Wer ist zuständig? Jahrelanger Streit um Brücke endet vor Gericht

Maximilian Haase

8.1.2026

Objekt des Streits: Wer ist zuständig für die Habsburgbrücke bei Windisch AG?
Objekt des Streits: Wer ist zuständig für die Habsburgbrücke bei Windisch AG?
Google Streetview / Screenshot

Gehört eine Brücke im Aargau dem Kanton oder der Gemeinde? Ein Gericht hat nach jahrelangem Streit um die Habsburgbrücke bei Windisch AG nun ein Urteil gefällt.

Maximilian Haase

Keine Zeit? blue News fasst für dich zusammen

  • Der Streit über die Zuständigkeit für eine Brücke im Kanton Aargau endete vor dem Verwaltungsgericht.
  • Seit Jahren hatten sich der Kanton und die Gemeinde Windisch AG darüber gestritten, wem die Habsburgbrücke gehöre und wer für künftige Kosten aufkomme.
  • Das Urteil revidiert einen Entscheid des Regierungsrats und legt fest, dass der Kanton weiterhin für die Brücke zuständig ist.

Brücken bauen gilt gemeinhin als positiver Akt, besonders im übertragenen Sinne. Was die real existierenden Bauwerke angeht, droht jedoch nicht selten Ärger. So etwa zu beobachten in einer kleinen Gemeinde im Aargau, wo der jahrelange Streit um eine Brücke nun vorerst per Gerichtsurteil beigelegt werden konnte.

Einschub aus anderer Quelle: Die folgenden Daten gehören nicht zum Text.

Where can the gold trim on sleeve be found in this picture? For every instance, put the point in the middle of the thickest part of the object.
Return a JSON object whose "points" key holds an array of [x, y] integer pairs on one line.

Es geht um die Habsburgbrücke, ein eher unscheinbares Bauwerk, das über Bahngleise und einen Autobahnzubringer bei Brugg AG führt. Lange war unklar, wem sie rechtlich gehört – und wer für künftige Kosten aufkommen muss. Seit Jahren zofften sich der Kanton und die Gemeinde Windisch AG über die Zuständigkeit.

Nun das Urteil, über das auch die «Aargauer Zeitung» berichtet: Eigentümer der Habsburgbrücke ist weiterhin der Kanton, wie das Verwaltungsgericht entschied – und damit einen anderslautenden Entscheid des Regierungsrates wieder aufhob. Dieser dürfe nicht festlegen, dass die Gemeinde zuständig ist. Damit liegt auch der Unterhalt der zur Habsburgstrasse gehörenden Anlage vorerst beim Kanton.

Gemeinde und Kanton im Streit

Der Streit reicht zurück ins Jahr 2013. Damals beschloss der Grosse Rat im Zusammenhang mit der Südwestumfahrung Brugg, dass die Habsburgstrasse ihren Status als Kantonsstrasse verliert und an die Gemeinde übergeht. Voraussetzung war eine Sanierung durch den Kanton.

2018 wurde die Debatte zwischen Gemeinde und dem Departement Bau, Verkehr und Umwelt (BVU) konkreter. Als die Sanierung zwei Jahre später bevorstand, bezahlte der Kanton zwar die Arbeiten. Die Frage nach der Zuständigkeit blieb jedoch offen. Eine Vereinbarung, die auch die Brücke umfasste, wollte der Gemeinderat nicht unterschreiben. Erst Jahre später kam ein Vertrag zustande – ohne die Brücke.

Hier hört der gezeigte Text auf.